As he tested how close he could get to the edge of her labia and whether he could make out the hood of the clitoris, she said, “Did you ever read Gulliver’s Travels? When Gulliver goes to the land of the giants, they are very kind to him, but he can’t stand the sight of their pores and moles. Like high-definition TV.”
“Well, I can’t see your pores. I can see your hairs, but not really well. When they are in focus, they seem quite bright, as if something in the digitization makes them sparkle, and when they’re out of focus, they seem quite soft and welcoming.” He widened the camera angle, and the rest of her torso came back into the frame. He closed in on her navel, then on her right breast, and then on her right nipple. She said, “Do you like it so far?”
“Yes. Open your mouth.”
She opened her mouth. He looked at her whole face, then closed in on her lips and teeth, after that her tongue, which was somewhat pinker and even more sparkly than her labia, because, of course, it was moist. Her teeth glistened, too. She stuck out her tongue. Because the aperture was almost completely shut down, her tongue seemed to balloon at him and then retreat, as she made a point of the tip and then put it away. He said, “Eat the banana now.” She moved out of the frame. He didn’t watch her with his other eye: he had to keep that eye closed because it was nearsighted. He held the camera steady on the pillow she had been leaning against, and then she appeared again, or, rather, the banana appeared again, peeled and pale, all its little dimples and ridges magnified in the frame. He said, “I never realized what a pleasing color bananas are.” Her mouth bit off the top of the banana, and he went for a wider shot, a shot of her whole face as she took the banana down, inch by inch. She said, “You aren’t actually filming, right? Because I didn’t see you put in a tape.”
“No, just experimenting.”
“How do I look?”
He took the camera down.
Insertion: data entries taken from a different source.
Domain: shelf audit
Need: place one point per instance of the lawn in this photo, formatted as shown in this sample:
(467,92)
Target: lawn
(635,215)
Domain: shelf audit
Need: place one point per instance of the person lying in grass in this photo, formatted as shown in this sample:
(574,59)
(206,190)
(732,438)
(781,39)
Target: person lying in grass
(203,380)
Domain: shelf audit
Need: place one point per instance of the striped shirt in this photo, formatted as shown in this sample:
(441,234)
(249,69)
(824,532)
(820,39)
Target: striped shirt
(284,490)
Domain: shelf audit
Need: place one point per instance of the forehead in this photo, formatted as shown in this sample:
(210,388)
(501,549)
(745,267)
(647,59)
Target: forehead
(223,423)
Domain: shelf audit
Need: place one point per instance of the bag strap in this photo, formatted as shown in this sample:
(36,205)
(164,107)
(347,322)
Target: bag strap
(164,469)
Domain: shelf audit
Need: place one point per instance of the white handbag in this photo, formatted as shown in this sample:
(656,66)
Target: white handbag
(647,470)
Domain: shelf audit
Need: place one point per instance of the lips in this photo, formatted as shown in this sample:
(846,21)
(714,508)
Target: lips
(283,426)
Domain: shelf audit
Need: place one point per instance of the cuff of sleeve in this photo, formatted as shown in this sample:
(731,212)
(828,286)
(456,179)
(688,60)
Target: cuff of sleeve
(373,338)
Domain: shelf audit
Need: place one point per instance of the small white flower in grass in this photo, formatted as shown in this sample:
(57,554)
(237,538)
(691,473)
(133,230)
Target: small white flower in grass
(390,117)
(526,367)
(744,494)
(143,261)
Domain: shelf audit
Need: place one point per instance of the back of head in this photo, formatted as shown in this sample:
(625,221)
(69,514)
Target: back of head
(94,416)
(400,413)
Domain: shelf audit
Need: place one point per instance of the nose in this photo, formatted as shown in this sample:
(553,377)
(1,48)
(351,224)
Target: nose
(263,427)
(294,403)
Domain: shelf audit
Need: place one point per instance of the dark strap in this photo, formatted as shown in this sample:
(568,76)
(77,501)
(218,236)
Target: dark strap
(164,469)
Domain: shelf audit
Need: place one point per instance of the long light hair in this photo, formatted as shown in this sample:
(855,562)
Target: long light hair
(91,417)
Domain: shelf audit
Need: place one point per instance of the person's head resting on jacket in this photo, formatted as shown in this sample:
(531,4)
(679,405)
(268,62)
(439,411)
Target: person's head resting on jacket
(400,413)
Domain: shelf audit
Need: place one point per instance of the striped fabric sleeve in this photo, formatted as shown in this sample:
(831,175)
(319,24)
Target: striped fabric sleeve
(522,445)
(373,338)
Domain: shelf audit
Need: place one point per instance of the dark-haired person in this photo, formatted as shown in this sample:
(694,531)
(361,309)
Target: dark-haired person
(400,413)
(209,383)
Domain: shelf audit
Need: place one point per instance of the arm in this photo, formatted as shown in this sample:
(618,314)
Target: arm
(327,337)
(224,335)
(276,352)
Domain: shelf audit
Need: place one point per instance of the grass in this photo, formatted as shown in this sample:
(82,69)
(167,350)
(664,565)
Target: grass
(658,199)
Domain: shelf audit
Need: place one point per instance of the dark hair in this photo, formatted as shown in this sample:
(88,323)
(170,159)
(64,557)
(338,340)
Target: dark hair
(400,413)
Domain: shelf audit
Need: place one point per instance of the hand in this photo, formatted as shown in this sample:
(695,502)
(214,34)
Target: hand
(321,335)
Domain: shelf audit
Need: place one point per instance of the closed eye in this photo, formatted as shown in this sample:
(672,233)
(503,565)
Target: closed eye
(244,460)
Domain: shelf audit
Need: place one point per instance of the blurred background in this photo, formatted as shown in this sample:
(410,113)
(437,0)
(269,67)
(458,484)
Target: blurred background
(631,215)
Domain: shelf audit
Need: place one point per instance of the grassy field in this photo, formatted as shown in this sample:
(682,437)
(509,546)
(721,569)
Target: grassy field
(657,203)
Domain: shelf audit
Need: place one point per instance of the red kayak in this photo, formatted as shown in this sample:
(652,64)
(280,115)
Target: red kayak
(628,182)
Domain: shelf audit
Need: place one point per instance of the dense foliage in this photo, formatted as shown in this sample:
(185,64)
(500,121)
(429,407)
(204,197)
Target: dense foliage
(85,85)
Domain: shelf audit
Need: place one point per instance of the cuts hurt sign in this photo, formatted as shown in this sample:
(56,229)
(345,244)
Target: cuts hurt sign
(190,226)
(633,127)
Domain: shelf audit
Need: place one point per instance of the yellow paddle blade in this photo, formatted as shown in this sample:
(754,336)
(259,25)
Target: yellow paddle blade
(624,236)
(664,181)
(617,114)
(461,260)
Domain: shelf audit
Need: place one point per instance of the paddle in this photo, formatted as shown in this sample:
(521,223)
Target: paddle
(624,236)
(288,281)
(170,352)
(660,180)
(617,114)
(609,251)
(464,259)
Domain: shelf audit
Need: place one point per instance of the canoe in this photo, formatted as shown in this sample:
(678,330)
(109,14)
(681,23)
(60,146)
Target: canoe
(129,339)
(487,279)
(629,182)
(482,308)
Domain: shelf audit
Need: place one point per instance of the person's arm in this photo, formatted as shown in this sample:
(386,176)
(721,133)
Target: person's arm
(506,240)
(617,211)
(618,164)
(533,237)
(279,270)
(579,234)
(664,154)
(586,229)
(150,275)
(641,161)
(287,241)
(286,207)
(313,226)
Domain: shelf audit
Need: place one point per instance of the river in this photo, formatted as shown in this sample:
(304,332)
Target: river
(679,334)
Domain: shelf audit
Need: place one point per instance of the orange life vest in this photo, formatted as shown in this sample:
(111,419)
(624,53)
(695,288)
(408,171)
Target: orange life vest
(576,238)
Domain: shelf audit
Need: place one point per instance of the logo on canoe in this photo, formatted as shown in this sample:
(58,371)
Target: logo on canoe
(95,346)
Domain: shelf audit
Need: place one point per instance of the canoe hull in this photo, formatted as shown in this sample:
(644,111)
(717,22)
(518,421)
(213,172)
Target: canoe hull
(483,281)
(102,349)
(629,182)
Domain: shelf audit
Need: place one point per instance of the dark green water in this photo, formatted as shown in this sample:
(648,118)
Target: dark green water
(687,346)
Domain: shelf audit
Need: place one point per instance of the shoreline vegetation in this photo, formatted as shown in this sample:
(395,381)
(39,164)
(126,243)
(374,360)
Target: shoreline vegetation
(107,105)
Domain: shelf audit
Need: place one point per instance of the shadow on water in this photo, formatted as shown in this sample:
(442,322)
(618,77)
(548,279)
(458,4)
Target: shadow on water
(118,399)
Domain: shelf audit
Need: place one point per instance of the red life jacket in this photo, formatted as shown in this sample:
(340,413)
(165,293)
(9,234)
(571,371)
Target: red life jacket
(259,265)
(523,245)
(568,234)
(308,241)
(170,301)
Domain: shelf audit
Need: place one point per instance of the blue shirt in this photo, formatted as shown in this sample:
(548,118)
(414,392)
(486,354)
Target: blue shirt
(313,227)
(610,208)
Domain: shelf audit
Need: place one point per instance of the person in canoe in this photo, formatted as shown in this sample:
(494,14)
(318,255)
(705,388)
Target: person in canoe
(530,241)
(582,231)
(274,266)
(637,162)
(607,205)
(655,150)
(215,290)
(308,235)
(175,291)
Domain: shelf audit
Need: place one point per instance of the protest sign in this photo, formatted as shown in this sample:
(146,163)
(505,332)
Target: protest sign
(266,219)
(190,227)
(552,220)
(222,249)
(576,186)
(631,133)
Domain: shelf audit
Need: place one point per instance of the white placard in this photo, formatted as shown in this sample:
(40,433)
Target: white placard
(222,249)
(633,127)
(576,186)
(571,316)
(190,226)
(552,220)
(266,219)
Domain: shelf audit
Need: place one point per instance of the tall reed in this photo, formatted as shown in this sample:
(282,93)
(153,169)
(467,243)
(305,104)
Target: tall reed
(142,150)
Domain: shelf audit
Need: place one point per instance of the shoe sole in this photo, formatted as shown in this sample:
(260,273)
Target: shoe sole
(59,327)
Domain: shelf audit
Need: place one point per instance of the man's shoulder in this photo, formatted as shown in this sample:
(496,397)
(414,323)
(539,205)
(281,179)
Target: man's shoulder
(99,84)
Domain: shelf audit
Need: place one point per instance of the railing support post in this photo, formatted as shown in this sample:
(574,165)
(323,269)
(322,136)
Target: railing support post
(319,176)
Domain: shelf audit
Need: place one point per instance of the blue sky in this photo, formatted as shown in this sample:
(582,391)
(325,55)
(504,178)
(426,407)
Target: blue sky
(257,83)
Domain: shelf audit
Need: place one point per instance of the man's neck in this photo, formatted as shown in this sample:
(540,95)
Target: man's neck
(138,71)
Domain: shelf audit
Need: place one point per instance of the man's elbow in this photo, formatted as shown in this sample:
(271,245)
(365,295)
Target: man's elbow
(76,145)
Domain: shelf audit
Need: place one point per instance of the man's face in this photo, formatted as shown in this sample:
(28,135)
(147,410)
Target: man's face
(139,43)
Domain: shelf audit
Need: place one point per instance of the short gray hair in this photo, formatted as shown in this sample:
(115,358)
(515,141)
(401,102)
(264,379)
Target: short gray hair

He said, “You look great. I love how you look. I want to fuck you.”
“Oh, yes, you do. I reciprocate your sentiments.” She smiled again.
“Oh, yes, I do want to fuck you. I should have taken advantage of that big one when I had it.” He sighed.
Elena sat up. She said, “You’re sighing.”
“I want to fuck.”
“Then stop the war.”
He lowered the camera. After a moment, he said, though with a smile, “I’m not sure your analysis is accurate.”
“What else could it be? We were fine until Thursday. Even when Colin Powell went before the Security Council and showed all those aluminum tubes and aerial photographs, we were fine. You were fine.”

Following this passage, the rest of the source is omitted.